Le rapport Frimat sur la prévention et la traçabilité du risque chimique est une initiative qui était attendue après la correction du dispositif pénibilité. Les principales recommandations du rapport sont commentées dans cet article.
Décidément, la rentrée est riche en rapports sur la santé au travail. En effet après la remise du rapport de la Députée Lecocq commenté ce mois-ci également dans notre blog, il est question cette fois ci de celui rédigé par Paul Frimat, professeur de médecine du travail à Lille. Le rapport de Monsieur Frimat porte sur la prévention des expositions des salariés aux agents chimiques dangereux (ACD). Ses vingt-trois propositions sont en effet bien différentes de celles proposées dans le rapport de la mission Lecocq-Dupuis-Forest relatif à l’organisation de la prévention des risques professionnels. Si celle-ci privilégie d’avantage l’accompagnement des entreprises et des organisations, Paul Frimat préconise lui de mieux faire respecter la réglementation en proposant entre autre de distribuer des amendes administratives pour les employeurs qui ne respecteraient pas leurs obligations vis-à-vis de leur gestion du risque chimique, et même d’étendre l’arrêt temporaire d’activité par l’Inspection du travail à l’utilisation de certains ACD, en cas de manquement grave.
Une réponse aux critiques sur l’allègement du nouveau dispositif pénibilité
Ce rapport a été commandé à Paul Frimat par le ministère du Travail et de la Santé suite aux critiques formulées à l’égard du retrait du risque chimique du compte professionnel de prévention de la pénibilité (C3P).

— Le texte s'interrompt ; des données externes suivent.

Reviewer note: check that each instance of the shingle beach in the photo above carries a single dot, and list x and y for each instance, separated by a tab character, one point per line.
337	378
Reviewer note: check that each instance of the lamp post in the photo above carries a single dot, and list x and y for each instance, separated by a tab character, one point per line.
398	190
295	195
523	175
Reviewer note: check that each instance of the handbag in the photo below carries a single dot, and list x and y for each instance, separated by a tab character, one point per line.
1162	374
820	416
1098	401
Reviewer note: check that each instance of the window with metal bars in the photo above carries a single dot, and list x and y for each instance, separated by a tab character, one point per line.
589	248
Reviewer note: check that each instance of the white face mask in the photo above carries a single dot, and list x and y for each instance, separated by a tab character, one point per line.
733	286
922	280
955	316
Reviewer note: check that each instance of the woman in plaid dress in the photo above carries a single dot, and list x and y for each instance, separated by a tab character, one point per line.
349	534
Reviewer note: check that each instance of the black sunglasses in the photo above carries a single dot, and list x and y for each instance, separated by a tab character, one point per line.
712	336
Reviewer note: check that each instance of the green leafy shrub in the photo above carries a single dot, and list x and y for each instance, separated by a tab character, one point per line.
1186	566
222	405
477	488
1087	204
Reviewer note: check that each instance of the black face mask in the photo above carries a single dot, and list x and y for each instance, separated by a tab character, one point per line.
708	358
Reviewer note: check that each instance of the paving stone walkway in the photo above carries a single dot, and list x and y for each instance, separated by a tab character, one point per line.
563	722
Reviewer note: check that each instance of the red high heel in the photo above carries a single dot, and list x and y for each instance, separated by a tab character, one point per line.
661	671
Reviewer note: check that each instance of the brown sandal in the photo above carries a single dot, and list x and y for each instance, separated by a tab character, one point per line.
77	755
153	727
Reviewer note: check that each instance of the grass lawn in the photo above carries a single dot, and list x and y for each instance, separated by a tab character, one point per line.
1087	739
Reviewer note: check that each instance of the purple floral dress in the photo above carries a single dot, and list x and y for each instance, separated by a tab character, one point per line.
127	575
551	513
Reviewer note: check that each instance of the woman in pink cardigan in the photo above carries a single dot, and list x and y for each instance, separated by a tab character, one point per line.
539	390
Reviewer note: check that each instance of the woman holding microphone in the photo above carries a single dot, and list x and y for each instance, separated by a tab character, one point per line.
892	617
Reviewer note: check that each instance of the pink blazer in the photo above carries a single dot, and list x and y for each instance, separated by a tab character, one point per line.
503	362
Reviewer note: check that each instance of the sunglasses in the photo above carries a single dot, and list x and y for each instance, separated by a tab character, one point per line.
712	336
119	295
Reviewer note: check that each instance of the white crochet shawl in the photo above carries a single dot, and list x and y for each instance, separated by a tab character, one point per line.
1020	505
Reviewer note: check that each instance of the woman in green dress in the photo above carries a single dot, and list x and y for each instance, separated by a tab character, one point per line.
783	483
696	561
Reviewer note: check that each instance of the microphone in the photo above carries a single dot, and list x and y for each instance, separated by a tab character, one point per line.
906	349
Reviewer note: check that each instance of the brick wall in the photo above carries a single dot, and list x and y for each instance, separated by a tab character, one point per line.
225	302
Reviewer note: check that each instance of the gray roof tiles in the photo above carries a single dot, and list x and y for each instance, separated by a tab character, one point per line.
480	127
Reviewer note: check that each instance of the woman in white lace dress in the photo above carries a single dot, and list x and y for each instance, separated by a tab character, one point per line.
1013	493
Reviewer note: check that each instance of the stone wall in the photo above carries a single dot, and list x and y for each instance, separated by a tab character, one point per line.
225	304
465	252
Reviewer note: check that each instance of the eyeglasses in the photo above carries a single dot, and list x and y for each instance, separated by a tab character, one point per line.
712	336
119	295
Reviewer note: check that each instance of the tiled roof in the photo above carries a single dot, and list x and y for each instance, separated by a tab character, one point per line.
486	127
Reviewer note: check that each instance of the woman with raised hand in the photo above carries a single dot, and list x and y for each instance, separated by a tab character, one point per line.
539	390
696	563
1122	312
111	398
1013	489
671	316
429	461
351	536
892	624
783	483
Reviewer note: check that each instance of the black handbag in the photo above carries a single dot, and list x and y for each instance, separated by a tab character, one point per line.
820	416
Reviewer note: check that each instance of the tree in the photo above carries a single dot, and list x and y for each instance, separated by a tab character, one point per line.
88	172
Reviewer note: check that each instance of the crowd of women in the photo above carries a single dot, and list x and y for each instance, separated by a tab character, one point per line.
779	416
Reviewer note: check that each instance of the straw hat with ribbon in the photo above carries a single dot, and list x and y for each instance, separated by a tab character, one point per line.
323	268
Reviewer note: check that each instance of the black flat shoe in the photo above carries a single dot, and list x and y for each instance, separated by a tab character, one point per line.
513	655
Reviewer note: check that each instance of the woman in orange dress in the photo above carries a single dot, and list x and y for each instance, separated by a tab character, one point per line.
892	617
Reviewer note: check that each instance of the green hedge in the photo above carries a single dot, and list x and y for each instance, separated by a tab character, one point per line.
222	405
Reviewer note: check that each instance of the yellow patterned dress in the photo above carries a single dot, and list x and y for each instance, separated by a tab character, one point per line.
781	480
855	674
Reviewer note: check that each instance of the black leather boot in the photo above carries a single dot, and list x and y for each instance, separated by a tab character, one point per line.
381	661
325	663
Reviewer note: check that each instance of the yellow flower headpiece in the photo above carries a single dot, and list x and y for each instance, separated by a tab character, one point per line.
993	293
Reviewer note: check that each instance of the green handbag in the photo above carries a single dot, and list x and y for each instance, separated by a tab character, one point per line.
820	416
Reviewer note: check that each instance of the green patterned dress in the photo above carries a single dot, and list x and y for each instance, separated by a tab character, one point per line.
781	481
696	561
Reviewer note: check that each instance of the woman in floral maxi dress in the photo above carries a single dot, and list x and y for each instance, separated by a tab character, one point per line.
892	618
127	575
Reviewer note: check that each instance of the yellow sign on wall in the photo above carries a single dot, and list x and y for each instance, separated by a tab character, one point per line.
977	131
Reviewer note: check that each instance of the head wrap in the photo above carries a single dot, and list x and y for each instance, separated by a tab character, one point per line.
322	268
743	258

Dans le cadre des ordonnances du Président Macron, le gouvernement avait en effet exclu le facteur d’exposition aux ACD du nouveau dispositif, en le recentrant sur 6 facteurs d’exposition plus facilement évaluables à priori pour les entreprises.
Paul Frimat devait argumenter autour de trois questions :
- Comment améliorer la prévention de l’exposition des travailleurs aux ACD ?
- S’agissant de la traçabilité, comment opérer un suivi de l’exposition des salariés aux agents chimiques dangereux ?
- Enfin, concernant la compensation, comment assurer la prise en compte des spécificités des agents chimiques dangereux dans les règles d’indemnisation ?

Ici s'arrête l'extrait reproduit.